Skills demonstrated in this project
The dataset is a personal GPS fitness export from a wearable device, containing second-by-second sensor readings across 64 exercise sessions. Each observation includes timestamp, geographic coordinates, distance, speed, heart rate, cadence, altitude, and a set of running-specific biomechanics metrics (vertical oscillation, ground contact time, leg spring stiffness, and others) captured by an advanced running sensor.
Before visualization, the raw data required several preprocessing steps: converting timestamps to datetime objects, translating GPS coordinates from semicircles to degrees, converting distances from meters to kilometers, and computing derived metrics including pace (minutes per kilometer), elapsed time within each session, and elevation gain/loss. Sessions were also classified as running or non-running based on the presence of running-specific sensor data — a distinction that shaped which visualizations applied to which subset of the data.
The dataset presented an interesting structural challenge: duplicate columns with different completeness levels (e.g. two cadence fields, two speed fields). A correlation analysis confirmed these were measuring the same underlying metric, and the more complete version of each was selected for analysis.
Each visualization was chosen to answer a specific question raised by the previous one. The analysis builds progressively — from understanding what happens within a single run, to comparing patterns across all runs, to understanding why those patterns vary.
Note on charts below: The original dataset is personal client data and cannot be shared publicly. The charts shown here are reproductions of the same visualization types using synthetic data generated to reflect realistic GPS fitness patterns — same structure, same techniques, same findings. The actual analysis was conducted on the full 64-session dataset.
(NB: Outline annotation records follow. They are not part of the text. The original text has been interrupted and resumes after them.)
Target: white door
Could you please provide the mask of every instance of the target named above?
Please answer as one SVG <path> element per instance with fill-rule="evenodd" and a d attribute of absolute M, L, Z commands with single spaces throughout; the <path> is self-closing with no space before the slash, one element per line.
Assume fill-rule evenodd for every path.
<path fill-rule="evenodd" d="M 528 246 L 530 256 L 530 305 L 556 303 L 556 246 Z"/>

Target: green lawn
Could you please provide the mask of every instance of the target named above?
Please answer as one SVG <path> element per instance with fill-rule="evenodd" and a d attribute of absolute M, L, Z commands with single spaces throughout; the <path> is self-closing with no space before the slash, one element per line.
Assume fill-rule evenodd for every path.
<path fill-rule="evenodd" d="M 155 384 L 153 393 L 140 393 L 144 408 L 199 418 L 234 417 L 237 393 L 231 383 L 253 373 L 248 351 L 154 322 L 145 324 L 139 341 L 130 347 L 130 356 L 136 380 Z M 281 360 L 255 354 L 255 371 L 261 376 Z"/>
The first visualization plots heart rate against elapsed time for an individual running session, with each point colored by pace. This surfaces two questions simultaneously: does heart rate increase over time due to fatigue (cardiovascular drift), and can pace changes explain sudden spikes in heart rate? A scatter plot is the right choice here because both axes carry meaningful continuous values, and encoding pace as a color gradient adds a third variable without cluttering the view. In the original notebook, a session dropdown allowed the client to compare patterns across all runs; the chart below shows a representative single session.
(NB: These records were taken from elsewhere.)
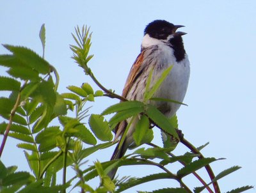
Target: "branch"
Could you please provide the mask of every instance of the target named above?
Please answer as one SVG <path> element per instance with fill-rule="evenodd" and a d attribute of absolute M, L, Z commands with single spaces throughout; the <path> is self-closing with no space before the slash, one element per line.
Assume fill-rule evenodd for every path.
<path fill-rule="evenodd" d="M 147 143 L 147 144 L 150 146 L 154 147 L 154 148 L 160 148 L 159 146 L 157 146 L 156 144 L 154 144 L 154 143 Z M 170 152 L 166 152 L 166 153 L 172 157 L 175 157 L 175 155 L 174 154 L 173 154 Z M 184 162 L 181 160 L 178 160 L 178 162 L 180 162 L 183 166 L 186 165 L 185 164 L 185 162 Z M 209 186 L 207 186 L 207 184 L 206 183 L 206 182 L 203 180 L 203 178 L 201 178 L 200 176 L 198 175 L 198 174 L 196 173 L 196 172 L 194 171 L 192 173 L 202 183 L 202 184 L 205 187 L 205 188 L 207 189 L 209 192 L 213 193 L 213 192 L 211 189 L 211 188 Z"/>
<path fill-rule="evenodd" d="M 187 148 L 188 148 L 193 153 L 195 154 L 199 154 L 200 155 L 198 156 L 198 158 L 204 158 L 204 155 L 197 150 L 196 147 L 195 147 L 191 143 L 190 143 L 188 141 L 187 141 L 186 139 L 182 138 L 180 139 L 180 142 L 186 146 Z M 210 176 L 211 180 L 213 181 L 213 179 L 215 178 L 214 173 L 212 171 L 212 168 L 211 167 L 210 165 L 207 165 L 205 166 L 205 169 L 208 173 L 209 176 Z M 218 181 L 215 181 L 212 183 L 213 187 L 214 188 L 215 192 L 216 193 L 220 193 L 220 189 L 219 185 L 218 184 Z"/>
<path fill-rule="evenodd" d="M 23 86 L 21 87 L 20 91 L 19 92 L 18 96 L 17 97 L 15 104 L 14 105 L 13 108 L 12 108 L 12 109 L 11 111 L 11 113 L 10 113 L 10 118 L 9 118 L 9 123 L 6 127 L 6 129 L 4 132 L 4 137 L 3 139 L 3 141 L 2 141 L 2 143 L 1 143 L 1 147 L 0 147 L 0 157 L 1 157 L 4 148 L 5 143 L 6 143 L 6 140 L 7 140 L 7 137 L 9 134 L 10 129 L 11 128 L 11 126 L 12 124 L 12 121 L 13 121 L 14 115 L 15 114 L 17 109 L 19 107 L 19 106 L 20 104 L 21 91 L 24 88 L 27 82 L 28 82 L 28 81 L 26 81 L 25 83 L 23 84 Z"/>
The scatter plot raised a follow-up question: if pace alone doesn't fully explain heart rate variation, what else does? This visualization overlays heart rate, pace, and elevation on a shared timeline using three independent y-axes, with smoothed trend lines for each. An annotated correlation box quantifies the relationship between each variable pair for the selected session. Line charts are optimal for this because the data is time-ordered and the story is about how these metrics move together — or don't.
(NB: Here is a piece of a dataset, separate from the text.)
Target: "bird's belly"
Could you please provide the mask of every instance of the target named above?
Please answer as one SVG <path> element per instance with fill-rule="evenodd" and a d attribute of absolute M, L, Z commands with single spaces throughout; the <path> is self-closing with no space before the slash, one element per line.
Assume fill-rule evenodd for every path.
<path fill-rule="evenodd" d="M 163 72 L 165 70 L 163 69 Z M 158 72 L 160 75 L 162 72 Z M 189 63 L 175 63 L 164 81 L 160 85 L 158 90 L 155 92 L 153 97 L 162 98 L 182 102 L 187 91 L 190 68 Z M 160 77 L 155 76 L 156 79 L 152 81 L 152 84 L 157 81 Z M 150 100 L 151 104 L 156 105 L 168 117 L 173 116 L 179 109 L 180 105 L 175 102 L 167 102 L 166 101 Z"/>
Visualizations 1 and 2 showed that variable relationships differed session to session. This raised a natural question: how consistent are these relationships across all runs? A box plot of correlation coefficients — one box per variable pair — shows both the central tendency and spread of each relationship across all running sessions. Box plots are well-suited here because the goal is to compare distributions across categories, and the median, quartiles, and outliers all carry meaningful information. Mean values are overlaid as diamond markers to distinguish average from median where the distribution is skewed.
The box plot revealed that correlations between heart rate, pace, and elevation were surprisingly weak on average — but with wide variability. The geographic map was built to explain why. Using Folium, all 64 sessions are plotted as GPS coordinate sequences, with each point colored by performance metric: heart rate, pace, or elevation. Start and end markers anchor each route, hover tooltips surface per-point stats, and a color gradient legend provides a reference scale. This is the most technically complex visualization in the analysis — combining geospatial rendering, interactive controls, and performance metric encoding in a single view — and it directly answers the question the prior three charts couldn't: the terrain is what's driving the variability. The chart below shows a single representative route colored by heart rate; in the original notebook, both the session and the metric were user-selectable.